The initial Grant Number 512 of 400 acres to Charles Duncan was issued on November 10, 1784but was not entered until November 28, 1778 in Deed Book 69, Page 109 describing the property as “on Nobb Creek.” Subsequently, Duncan had a second land grant of 113 acres issued August 16, 1787 “on the waters of Knobs Creek” and recorded as Tennessee deed No. 496 (Grant Number 759).
The Historic Register Nomination Form says the house at the mill was built in 1915. It does not seem possible that the Henry Bashor children were born there since Henry and his wife left Tennessee sometime before 1866.
SOME OTHER PROPERTIES
The Charles Duncan House was built about 1785 with an addition in the 1930s. The present owners, George and Margaret Holley, restored the log house in 1995. Margaret’s mother, Mrs. John Sherfey, was not a resident of the Duncan log house in 1906. She arrived on Knob Creek after her marriage to John Sherfey in 1921. She died in 1991.
Charles Duncan’s daughter Stacy married James Melvin. Mary Duncan married William Melvin and Joel Duncan married Jane Melvin.
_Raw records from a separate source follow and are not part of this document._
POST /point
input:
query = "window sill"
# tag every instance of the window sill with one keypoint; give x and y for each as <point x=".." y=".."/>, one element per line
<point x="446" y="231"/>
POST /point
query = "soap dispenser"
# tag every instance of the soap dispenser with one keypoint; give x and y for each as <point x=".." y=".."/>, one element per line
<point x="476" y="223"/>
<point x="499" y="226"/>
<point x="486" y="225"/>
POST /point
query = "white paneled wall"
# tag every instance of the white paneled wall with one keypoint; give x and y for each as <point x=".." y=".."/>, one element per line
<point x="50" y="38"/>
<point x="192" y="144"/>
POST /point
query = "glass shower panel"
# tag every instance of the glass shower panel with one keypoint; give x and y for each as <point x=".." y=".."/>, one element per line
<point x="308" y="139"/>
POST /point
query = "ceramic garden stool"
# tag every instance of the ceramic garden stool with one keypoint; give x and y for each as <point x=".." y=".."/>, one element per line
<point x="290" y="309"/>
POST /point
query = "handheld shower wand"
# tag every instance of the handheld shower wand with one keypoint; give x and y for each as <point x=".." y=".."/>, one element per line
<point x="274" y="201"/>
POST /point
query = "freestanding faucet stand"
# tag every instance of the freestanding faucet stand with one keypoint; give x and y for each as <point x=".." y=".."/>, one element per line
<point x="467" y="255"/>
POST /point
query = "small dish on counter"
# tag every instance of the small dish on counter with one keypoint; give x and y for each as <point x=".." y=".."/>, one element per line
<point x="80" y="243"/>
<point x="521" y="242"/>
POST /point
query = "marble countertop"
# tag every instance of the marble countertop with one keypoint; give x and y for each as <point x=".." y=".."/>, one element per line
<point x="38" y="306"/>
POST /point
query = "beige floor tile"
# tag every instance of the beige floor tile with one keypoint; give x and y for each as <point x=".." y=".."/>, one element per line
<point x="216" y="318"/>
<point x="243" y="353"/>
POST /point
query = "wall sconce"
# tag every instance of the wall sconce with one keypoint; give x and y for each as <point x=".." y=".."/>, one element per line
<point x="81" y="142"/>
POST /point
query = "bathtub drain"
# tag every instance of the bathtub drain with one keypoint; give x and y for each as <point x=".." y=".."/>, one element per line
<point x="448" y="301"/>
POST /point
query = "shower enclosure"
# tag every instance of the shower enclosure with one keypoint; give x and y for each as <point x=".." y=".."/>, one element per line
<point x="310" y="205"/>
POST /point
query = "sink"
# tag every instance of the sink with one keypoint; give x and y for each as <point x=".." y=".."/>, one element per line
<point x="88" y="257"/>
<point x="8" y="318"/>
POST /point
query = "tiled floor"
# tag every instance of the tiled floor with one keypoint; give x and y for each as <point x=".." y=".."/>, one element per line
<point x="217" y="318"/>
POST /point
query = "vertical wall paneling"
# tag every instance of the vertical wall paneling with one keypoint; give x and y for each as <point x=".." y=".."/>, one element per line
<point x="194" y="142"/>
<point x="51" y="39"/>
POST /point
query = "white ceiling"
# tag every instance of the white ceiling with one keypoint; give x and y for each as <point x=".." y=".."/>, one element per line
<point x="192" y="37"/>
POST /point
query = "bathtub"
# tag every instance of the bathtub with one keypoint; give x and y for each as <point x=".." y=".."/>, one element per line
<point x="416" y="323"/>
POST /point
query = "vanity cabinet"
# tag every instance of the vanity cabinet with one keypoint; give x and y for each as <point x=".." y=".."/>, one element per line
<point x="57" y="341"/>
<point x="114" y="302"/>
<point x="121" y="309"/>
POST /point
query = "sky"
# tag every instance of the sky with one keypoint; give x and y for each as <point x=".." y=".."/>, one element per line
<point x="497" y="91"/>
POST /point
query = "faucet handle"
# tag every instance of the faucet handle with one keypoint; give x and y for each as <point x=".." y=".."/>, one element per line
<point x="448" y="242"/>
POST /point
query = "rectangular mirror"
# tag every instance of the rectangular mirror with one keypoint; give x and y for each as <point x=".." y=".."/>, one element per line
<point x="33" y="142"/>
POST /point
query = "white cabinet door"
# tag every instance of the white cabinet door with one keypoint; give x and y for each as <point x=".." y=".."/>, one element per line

The Sell house build in the 1830s partially burned down in 1988. Later it was torn down. The location is now the parking lot of Kohl’s Store. Marian Sell is deceased.
The steeple on the Knob Creek Church of the Brethren was added in 1997 or 1998. The Church was built in 1904. Religion was important to the settlers. Many of the families were of German descent, including the Krouses and the Bowmans, who established the Church. The Knob CreekChurch of the Brethren was sometimes called the German Baptist Church. The congregation built a log house in 1834 to hold services, but that was replaced in 1905 by the present structure. Oak HillSchool, built in 1886, was moved to Jonesborough and is now used by the Heritage Alliance to give students an experience in 19th century education.
The Miller House, built between 1810 and the 1820s, and was owned by George W. Hamilton at the time of the nomination for Historic District status. The home was torn down but the house logs were saved by Hamilton’s son.
Danver Minga, owner of the Peter Bowman house on the date of the nomination, is now deceased. Robert Minga, owner, then allowed developers to tear down the house and barn.
The Bowman Cemetery is now cared for by the Knob Creek Church of the Brethren. The Carathers-Tester Cemetery is also known as the Duncan-Melvin Cemetery. It was established in the 1840s but today is not very well maintained. Charles Duncan is buried there.
Samuel Fain received a land grant in 1783. The location of Fain’s home is not known. His land grant was west of the Charles Duncan House. The reference to a Peter Baldwin’s house as “four-square” with a hip roof should be to Peter Bowman’s home. A later building, the Homer Sell House, combines the “four-square” and a bungalow to form a semi-bungalow house.